2 hrs before intake 2g per kg.
Up to race/ride - 15-30 gm 5 minutes before (gels, blocks, & liquid Shots)
During race/ride - up to 100 grm/hr
- Fluid -
4hrs before intake 1 oz per 10lb of bodyweight.
2 hrs before intake 3-5 ml/kg Up to race/ride - drink as needed.
During race/ride - Maximum absorption is usually at 32 to 40 oz or 1-1.2 liters per hour.
- Sodium -
2 - 4hrs before intake 450-1120 mg per liter (or 32 fl oz) Intake sports drinks.
Up to race/ride - intake as needed sip on a sports drink
During race/ride - 500-700 mg per liter (32 fl oz).

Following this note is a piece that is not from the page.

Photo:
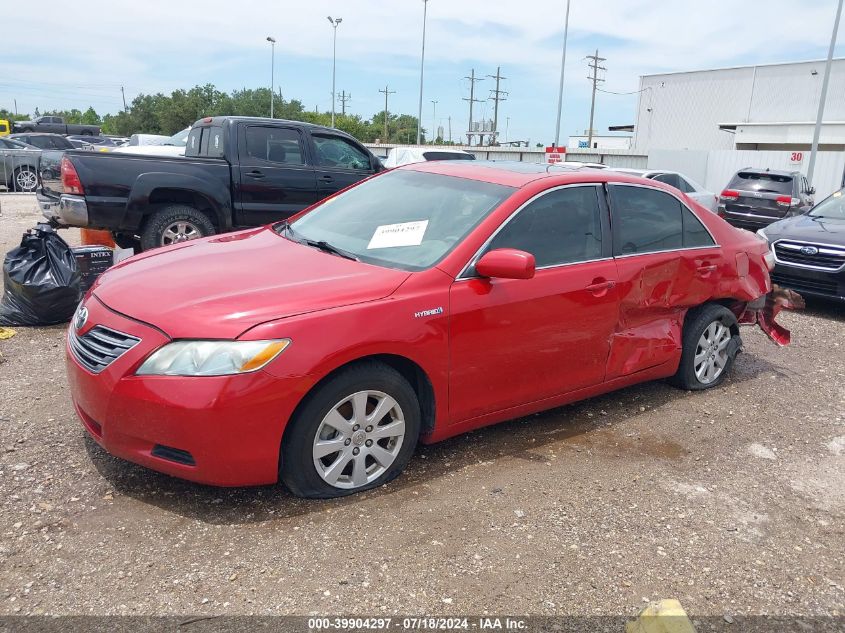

Salty Sweaters up to 1000mg/liter or 32 fl oz.
- Protein -
Intake daily protein requirements. Small amounts of low-fat proteins 4 hrs prior only if well-tolerated in training.
- After -
Carbs - 1.1.2 gm kg/hr after exercise > 3hrs
Fluid - 16-24 oz per lb lost.
Sodium - Consume foods and fluids that contain sodium to facilitate rehydration.
Protein - 15-25 gm high-quality protein.
- Other tips -
Consume fluid over a period of time; avoid drinking too large a volume at one time.
Daily Carb intake Guidelines: 6-12 grams per body weight in 24 hrs.
Carb loading guideline: 36-72 hrs 8-12 g/kg of body weight per 24hrs
Keep in mind the above items are just overall guidelines/suggestions. You will need to customize the carb, fats, protein, sodium intake based on your individual needs.